Para su proyecto actual, Reyes ha contado con docenas de comunidades indígenas que tuvieran una historia muy larga de relación con el medio ambiente, para que ayudaran a identificar cambios ecológicos en lugares en los que no hay científicos o estaciones de medición. Y también para que su voz forme parte de un proceso de toma de decisiones sobre el cuidado del entorno que les afecta directamente. “Nosotros no aceptaríamos que un amazónico o uno de Groenlandia nos dijera que dejemos de usar el avión porque esto está cambiando su forma de vida por el impacto que tiene en el cambio climático. Pero nosotros vamos allí a decirles que hay que conservar lo que queda de su biodiversidad, que eso es un parque natural y no se puede cazar”, explica Reyes.

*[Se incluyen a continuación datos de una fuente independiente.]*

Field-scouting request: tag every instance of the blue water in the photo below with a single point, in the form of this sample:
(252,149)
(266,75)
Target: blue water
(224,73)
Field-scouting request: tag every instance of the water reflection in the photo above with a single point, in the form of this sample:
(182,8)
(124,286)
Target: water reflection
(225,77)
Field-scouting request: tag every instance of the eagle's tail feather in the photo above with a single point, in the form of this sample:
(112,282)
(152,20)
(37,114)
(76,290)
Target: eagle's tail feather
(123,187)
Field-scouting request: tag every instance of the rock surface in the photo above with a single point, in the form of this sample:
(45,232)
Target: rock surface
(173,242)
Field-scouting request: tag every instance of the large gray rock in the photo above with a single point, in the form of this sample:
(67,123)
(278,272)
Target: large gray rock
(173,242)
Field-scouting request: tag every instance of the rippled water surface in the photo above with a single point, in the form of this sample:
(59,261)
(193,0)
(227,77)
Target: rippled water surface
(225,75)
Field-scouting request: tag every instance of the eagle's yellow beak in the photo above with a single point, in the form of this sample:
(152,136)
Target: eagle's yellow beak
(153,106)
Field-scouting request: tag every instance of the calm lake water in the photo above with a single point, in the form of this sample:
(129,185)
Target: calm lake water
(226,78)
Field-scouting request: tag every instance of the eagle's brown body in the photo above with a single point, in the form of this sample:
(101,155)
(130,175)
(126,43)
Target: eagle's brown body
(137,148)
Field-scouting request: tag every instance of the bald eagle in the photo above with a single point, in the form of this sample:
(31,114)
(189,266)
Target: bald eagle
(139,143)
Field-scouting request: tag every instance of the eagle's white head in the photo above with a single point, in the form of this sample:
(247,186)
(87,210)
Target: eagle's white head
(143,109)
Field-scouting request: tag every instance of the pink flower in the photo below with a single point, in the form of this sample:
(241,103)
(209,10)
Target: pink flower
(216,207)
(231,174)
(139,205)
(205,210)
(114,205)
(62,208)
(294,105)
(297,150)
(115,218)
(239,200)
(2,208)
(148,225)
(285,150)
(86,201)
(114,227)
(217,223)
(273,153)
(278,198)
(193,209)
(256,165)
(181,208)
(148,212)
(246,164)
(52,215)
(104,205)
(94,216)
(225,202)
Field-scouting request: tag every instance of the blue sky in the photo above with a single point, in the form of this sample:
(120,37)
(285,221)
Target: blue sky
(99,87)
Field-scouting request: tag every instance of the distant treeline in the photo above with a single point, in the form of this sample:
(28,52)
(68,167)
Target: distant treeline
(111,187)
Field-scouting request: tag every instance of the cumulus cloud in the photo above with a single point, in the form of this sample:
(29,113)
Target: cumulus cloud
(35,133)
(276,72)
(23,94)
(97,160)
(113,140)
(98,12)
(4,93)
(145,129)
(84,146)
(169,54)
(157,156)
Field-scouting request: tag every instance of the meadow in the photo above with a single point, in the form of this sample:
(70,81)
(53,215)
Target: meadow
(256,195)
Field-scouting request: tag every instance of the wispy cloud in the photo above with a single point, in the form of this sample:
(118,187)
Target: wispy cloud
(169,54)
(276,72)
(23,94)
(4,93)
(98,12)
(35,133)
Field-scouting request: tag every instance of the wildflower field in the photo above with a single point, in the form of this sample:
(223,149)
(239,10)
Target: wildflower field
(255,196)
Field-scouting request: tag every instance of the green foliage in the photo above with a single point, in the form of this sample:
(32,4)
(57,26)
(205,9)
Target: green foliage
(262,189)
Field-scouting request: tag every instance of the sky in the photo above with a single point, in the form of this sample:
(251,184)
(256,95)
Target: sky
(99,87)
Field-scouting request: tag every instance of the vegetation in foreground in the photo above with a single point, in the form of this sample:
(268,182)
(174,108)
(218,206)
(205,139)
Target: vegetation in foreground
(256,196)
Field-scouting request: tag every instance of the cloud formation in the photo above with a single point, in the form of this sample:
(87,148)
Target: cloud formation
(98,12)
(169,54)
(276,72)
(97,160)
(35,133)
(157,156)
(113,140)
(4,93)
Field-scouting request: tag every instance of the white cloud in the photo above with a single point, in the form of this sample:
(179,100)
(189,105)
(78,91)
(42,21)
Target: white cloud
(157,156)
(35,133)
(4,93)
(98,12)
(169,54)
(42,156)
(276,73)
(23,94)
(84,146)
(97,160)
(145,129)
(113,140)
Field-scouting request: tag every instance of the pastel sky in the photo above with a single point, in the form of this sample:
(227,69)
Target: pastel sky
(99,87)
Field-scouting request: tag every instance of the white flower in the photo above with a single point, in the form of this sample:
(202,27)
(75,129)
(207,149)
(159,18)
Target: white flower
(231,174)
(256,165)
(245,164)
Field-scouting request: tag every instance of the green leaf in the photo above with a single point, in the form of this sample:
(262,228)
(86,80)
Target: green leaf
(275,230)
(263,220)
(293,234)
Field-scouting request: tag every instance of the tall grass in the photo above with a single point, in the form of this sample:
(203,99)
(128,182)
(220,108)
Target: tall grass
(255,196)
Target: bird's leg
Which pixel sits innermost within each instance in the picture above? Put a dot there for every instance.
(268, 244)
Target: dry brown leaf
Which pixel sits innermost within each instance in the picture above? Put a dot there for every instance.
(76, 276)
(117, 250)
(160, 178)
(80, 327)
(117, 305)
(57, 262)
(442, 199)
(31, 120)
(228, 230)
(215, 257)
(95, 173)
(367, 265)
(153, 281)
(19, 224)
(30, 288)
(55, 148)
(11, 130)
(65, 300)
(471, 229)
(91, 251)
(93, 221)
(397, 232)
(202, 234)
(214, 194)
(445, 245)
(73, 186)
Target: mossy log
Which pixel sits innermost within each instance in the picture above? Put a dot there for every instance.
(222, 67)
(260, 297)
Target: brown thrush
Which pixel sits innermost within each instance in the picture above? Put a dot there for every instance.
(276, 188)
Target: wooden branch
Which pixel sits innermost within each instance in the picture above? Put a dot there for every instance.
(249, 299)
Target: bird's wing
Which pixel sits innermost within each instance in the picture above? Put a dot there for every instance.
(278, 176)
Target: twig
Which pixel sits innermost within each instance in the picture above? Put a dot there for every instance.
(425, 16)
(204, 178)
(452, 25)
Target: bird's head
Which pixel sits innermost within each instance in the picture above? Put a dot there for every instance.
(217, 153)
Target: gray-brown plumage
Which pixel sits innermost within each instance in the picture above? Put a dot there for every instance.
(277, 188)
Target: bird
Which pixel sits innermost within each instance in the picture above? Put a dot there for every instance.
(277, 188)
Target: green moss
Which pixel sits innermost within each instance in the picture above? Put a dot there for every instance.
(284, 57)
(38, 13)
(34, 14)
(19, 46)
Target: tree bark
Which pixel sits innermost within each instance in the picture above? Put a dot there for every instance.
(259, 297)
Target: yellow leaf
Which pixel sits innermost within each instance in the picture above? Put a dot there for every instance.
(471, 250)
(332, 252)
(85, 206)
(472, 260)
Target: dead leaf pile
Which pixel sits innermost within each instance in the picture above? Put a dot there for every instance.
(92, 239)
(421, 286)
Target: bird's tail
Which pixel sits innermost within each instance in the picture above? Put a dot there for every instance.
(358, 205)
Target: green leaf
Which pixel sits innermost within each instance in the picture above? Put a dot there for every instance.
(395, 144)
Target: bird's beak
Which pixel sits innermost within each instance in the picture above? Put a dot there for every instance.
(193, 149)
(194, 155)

En su proyecto están observando una importante desconexión entre las políticas públicas frente a los cambios medioambientales y la realidad de las personas que viven en el terreno. Por ejemplo, los planes de Fiji contra la subida del nivel del mar consisten en levantar barreras para evitar que inunde los campos de cultivo. “¿Pero la gente qué hace? Se va a la ciudad, emigra. No puede esperar a que se cumplan los planes”, explica Reyes. En Camerún, las comunidades que se dedican culturalmente a la caza de especies protegidas se entera súbitamente de que está prohibida, y no lo entienden tan fácilmente: “Ahora vienen los blancos y no quieren que mate los elefantes”, relata Reyes. Y explica: “Eso es preocupante, porque hay una diferencia entre lo que las políticas prevén para la gente y lo que estas realmente pueden hacer en su día a día”.
¿La relación de estos pueblos con la naturaleza es más correcta, más pura? “No se puede ser naif, no es algo genético. No porque hayas nacido indígena vas a salvar la naturaleza y no porque hayas nacido en una ciudad vas a destruirla. Es cultural”, resume Reyes, que todavía está digiriendo el reconocimiento de la Academia. En estas culturas, la biodiversidad forma parte de su vida a todos los niveles: “Cuando te mueres, tu espíritu se va a un árbol. Entonces, ¿cómo vas a cortar el árbol, si es tu abuelo? ¿O cómo vas a matar al tigre, que se puede transformar en chamán, y en realidad es una persona?”. Y remata: “Nosotros podemos aprender a valorar la naturaleza como algo de lo que somos parte, pero si hay un incentivo negativo ellos lo pueden desaprender”.